Bionic Will (declaration) made this ____ day of ______________, 2005. I, John J Doolittle, being of sound mind, willfully and voluntarily make known my desires that my dying shall not be artificially prolonged under the circumstances set forth below, do hereby declare:

 

If at any time I should have a terminal condition, become in a coma with no reasonable expectation of regaining consciousness, or become in a persistent vegetative state with no reasonable expectation of regaining significant cognitive function, as defined in and established in accordance with the procedures set forth in paragraphs (2), (9), and (13) of Code Section 31-32-2 of the Official Code of Georgia Annotated, I direct that life prolonging procedures to my body be withheld or withdrawn when the application of such procedures would serve only to prolong artificially the process of dying, and that I be permitted to die naturally with only the administration of medication or the performance of any medical procedure deemed necessary to provide me with comfort care or to alleviate pain.

 

Medical procedures in this instance shall include but not be limited to

  • The invocation of the Dark Lord Satan or any of his minions to super- or preternaturally recall my soul from Hades, Hell, or any and all spiritual limbo(s) for the purpose of extending my own or anyone else’s power to control other people, forces of nature, time or destiny,
  • The use of experimental drugs, unknown substances found in meteors, radioactivity, magic or other dark forces, or the installation of man-made technology to increase my strength, speed, or other heretofore unknown inhuman abilities, including personal flight, bursting into flames, or or invulnerability to harm, in the instance that the use of these procedures shall obligate me to the service of the U.S or any other government, secret society, international cabal, or any other organization capable of supporting me shall be null and void, with the following exceptions:
    • Any agreement that guarantees me quid pro quo, personal liberties and freedoms as guaranteed by the U.S Constitution, or
    • Alien or future technology that would allow me absolute power over every living being in the entire universe
  • The use or application of any technology, magic spell, or scientific device that would most likely result in my having to wander from town to town while the world believes I’m dead, traveling through different historical periods trying to preserve the known timeline, or finish out my natural life in a parallel dimension or alternate reality, with the exception being that in said alternate reality I will be regarded as a pagan god.

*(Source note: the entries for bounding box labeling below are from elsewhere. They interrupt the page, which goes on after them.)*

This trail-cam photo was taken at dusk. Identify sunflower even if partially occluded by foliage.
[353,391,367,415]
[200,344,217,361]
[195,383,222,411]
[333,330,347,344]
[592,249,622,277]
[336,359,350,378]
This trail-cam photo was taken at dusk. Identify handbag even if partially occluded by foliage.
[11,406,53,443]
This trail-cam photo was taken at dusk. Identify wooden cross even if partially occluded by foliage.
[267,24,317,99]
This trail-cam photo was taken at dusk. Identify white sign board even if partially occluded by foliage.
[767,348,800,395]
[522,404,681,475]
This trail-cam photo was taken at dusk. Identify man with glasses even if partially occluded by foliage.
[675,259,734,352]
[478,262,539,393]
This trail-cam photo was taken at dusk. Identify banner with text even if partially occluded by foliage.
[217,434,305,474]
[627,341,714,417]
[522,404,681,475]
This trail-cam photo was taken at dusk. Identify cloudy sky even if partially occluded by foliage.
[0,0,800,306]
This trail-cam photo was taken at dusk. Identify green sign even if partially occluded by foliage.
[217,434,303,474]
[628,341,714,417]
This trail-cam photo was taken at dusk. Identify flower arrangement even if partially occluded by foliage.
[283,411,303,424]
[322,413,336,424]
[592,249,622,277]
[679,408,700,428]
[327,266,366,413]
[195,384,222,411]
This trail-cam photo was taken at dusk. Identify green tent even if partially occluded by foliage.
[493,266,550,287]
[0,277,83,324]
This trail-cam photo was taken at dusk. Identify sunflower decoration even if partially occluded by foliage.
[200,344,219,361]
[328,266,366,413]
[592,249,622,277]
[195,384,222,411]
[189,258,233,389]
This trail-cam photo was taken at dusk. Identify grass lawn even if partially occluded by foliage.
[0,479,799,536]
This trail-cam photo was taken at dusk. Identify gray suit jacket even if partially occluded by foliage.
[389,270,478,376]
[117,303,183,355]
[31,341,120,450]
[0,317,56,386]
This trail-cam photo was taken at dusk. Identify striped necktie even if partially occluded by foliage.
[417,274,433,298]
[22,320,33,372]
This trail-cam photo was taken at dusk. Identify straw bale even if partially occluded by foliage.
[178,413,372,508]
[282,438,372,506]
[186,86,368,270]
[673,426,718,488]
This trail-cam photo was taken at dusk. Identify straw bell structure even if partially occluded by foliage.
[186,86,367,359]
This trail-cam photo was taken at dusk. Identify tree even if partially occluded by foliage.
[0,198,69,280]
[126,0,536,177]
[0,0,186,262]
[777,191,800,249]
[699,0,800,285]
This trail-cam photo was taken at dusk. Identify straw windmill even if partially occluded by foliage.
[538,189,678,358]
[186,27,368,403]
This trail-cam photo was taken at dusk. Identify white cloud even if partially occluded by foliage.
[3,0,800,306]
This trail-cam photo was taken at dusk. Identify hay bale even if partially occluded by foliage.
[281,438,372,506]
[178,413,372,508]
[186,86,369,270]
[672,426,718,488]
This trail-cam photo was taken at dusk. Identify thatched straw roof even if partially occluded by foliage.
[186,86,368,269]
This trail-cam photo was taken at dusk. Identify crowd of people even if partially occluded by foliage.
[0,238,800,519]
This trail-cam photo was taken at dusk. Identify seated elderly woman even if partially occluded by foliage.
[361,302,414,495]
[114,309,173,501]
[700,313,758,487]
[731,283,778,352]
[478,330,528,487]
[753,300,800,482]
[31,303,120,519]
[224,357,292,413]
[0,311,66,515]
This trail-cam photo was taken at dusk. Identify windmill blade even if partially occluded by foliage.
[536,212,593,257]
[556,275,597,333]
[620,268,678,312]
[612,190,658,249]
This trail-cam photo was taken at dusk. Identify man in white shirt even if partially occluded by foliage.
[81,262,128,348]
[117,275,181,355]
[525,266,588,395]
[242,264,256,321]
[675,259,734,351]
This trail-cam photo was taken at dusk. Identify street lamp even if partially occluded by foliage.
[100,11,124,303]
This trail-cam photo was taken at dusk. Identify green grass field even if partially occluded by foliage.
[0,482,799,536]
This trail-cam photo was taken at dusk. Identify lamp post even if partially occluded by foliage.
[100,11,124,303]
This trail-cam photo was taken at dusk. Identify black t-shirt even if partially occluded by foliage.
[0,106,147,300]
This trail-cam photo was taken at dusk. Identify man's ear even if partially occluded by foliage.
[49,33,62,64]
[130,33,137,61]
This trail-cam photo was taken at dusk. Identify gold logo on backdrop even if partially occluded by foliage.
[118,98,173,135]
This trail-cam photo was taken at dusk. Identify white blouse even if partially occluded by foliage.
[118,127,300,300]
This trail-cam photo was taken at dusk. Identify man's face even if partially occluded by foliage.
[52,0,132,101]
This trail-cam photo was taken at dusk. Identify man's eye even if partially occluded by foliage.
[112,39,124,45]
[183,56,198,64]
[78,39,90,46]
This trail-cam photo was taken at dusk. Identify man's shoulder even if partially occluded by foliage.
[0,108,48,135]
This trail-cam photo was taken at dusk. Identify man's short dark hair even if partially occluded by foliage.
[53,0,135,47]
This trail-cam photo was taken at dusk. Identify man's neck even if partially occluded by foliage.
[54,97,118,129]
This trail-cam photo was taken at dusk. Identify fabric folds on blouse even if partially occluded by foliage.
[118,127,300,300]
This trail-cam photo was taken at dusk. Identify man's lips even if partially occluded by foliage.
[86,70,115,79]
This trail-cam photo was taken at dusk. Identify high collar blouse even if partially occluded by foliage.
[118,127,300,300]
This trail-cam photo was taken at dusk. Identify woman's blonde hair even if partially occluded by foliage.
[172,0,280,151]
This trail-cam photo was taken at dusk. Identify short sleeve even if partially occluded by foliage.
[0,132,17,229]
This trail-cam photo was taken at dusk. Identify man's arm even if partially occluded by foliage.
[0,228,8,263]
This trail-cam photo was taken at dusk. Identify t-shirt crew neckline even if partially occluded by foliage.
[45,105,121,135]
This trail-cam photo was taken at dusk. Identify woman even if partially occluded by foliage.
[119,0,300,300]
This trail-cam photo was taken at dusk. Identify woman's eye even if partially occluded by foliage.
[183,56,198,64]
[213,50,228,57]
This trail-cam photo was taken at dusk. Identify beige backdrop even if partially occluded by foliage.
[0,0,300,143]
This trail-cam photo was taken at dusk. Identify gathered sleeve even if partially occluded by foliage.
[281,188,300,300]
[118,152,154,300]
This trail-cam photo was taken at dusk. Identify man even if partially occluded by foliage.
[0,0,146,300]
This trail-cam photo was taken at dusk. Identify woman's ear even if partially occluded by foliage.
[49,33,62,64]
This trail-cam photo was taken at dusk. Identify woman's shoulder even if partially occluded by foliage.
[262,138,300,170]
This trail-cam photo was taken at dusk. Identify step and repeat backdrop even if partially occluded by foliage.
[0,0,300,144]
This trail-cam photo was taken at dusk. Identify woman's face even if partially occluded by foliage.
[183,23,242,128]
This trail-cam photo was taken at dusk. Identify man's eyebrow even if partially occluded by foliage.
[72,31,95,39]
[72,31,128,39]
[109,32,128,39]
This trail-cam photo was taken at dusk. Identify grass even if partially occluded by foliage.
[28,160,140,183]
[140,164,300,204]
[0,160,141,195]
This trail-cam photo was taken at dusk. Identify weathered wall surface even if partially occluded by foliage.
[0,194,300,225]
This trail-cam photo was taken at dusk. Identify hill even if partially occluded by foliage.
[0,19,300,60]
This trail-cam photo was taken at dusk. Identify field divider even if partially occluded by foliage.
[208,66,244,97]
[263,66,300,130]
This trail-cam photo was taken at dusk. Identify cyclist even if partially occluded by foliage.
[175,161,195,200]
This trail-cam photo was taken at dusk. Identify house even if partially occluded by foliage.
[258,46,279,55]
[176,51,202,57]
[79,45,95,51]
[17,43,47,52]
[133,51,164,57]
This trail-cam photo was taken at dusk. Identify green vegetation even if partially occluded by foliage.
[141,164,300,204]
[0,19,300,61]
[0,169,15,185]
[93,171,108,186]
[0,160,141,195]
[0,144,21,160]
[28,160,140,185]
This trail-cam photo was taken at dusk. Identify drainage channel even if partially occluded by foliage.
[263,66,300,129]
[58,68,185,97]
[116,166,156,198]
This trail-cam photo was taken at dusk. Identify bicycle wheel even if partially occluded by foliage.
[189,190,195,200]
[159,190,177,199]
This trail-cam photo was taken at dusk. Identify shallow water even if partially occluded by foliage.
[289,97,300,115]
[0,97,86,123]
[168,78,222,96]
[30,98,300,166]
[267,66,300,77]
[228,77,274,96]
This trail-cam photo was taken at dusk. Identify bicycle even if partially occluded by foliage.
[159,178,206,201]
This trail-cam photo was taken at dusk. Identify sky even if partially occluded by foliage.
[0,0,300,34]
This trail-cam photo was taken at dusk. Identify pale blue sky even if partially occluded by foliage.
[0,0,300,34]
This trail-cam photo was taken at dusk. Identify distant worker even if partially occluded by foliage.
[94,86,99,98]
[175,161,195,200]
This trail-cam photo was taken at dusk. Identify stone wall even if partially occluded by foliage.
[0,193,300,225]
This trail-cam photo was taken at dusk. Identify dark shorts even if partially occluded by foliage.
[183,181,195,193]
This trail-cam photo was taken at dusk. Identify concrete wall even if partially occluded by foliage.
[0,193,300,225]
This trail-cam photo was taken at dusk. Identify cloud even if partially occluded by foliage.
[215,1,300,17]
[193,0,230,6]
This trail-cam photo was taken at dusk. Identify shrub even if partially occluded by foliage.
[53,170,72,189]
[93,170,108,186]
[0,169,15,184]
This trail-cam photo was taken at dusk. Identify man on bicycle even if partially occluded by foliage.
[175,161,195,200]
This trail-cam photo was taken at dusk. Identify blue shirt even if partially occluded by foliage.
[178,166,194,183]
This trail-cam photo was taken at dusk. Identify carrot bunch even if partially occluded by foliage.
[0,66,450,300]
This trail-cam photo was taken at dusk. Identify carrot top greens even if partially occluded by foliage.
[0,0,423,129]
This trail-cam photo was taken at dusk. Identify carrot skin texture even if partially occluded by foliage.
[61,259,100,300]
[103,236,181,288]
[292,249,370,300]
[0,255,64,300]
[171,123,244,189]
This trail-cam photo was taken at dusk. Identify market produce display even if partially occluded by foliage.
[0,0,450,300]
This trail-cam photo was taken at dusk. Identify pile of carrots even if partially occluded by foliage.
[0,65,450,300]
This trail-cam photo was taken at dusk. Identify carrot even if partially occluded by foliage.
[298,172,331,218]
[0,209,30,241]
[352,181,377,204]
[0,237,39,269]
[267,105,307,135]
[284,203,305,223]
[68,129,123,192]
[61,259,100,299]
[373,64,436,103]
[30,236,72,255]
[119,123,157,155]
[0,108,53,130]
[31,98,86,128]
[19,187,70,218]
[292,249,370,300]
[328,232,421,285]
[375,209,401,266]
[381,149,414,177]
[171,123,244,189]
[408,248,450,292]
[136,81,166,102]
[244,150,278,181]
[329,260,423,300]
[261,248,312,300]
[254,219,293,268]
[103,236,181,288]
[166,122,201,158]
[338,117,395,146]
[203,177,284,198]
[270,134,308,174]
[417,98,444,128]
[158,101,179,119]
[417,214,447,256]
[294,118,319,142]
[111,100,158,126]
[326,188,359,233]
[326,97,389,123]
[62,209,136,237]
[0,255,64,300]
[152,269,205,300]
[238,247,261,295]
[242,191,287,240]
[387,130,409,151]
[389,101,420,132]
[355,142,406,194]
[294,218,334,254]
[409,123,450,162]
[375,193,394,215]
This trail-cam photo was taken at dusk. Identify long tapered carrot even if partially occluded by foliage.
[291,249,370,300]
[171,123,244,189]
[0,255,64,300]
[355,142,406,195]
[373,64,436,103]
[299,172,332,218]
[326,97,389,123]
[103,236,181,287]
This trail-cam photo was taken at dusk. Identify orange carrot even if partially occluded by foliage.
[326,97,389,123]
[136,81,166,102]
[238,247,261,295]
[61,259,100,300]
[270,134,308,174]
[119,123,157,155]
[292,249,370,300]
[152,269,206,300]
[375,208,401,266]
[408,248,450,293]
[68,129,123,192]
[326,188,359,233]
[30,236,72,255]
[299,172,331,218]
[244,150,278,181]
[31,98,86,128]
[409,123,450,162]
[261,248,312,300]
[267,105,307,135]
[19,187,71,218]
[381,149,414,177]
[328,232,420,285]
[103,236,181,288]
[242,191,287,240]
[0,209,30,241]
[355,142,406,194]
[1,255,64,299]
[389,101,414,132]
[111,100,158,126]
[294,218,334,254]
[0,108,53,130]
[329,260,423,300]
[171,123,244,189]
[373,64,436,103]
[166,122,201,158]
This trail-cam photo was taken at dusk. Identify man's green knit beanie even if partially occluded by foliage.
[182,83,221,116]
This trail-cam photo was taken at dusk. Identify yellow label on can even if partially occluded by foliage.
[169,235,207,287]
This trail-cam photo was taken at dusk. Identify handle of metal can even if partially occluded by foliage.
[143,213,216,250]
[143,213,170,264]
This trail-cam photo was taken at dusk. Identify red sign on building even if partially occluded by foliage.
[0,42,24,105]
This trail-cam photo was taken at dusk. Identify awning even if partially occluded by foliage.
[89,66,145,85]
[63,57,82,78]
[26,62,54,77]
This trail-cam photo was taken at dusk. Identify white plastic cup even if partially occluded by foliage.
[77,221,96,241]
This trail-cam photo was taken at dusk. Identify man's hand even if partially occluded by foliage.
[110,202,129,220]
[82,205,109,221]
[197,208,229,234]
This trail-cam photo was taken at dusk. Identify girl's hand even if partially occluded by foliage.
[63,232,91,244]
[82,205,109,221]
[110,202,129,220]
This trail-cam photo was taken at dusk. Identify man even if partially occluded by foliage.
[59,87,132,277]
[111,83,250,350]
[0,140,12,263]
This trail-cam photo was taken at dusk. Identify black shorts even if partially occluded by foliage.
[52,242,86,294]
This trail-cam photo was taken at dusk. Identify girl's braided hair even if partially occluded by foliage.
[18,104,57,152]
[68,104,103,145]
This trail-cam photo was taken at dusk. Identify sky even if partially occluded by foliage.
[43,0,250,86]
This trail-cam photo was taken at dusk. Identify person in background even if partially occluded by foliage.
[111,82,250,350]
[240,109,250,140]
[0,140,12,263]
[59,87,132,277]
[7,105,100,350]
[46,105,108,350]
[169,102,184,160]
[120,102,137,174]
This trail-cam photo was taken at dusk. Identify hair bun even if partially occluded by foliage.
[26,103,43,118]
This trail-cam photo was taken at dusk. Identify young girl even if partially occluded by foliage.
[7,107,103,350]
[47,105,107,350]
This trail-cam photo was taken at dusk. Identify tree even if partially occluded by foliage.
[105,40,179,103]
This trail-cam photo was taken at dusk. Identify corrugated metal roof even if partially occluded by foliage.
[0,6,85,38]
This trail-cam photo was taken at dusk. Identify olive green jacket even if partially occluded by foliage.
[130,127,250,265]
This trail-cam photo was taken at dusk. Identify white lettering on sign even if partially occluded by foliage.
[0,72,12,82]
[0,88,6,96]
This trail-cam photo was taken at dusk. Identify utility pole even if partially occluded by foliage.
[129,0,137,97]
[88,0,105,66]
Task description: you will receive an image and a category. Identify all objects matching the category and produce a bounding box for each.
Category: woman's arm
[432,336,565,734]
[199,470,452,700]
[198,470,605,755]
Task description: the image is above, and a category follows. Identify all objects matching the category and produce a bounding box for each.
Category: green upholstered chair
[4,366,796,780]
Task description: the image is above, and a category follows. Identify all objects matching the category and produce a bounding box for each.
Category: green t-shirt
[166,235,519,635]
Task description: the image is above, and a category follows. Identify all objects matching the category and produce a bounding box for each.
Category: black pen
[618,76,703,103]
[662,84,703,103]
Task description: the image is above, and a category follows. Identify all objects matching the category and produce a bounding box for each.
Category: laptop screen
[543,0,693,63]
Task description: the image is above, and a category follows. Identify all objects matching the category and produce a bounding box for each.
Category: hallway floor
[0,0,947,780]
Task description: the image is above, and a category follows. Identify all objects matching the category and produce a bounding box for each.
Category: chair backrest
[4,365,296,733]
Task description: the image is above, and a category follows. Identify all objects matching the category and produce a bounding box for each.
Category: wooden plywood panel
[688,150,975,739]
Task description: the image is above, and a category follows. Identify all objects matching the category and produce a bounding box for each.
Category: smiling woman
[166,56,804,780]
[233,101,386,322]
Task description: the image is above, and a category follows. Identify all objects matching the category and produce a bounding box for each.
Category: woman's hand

In the absence of my ability to give directions regarding the use of such life-sustaining procedures, it is my intention that this declaration shall be honored by my family and physician(s) as the final expression of my legal right to refuse medical or surgical treatment and accept the consequences from such refusal.

I understand that I may revoke this living will at any time.

 

Signed on this ______ day of _______________, 2005, in the City of Rock City, County of Harlan, State of Georgia.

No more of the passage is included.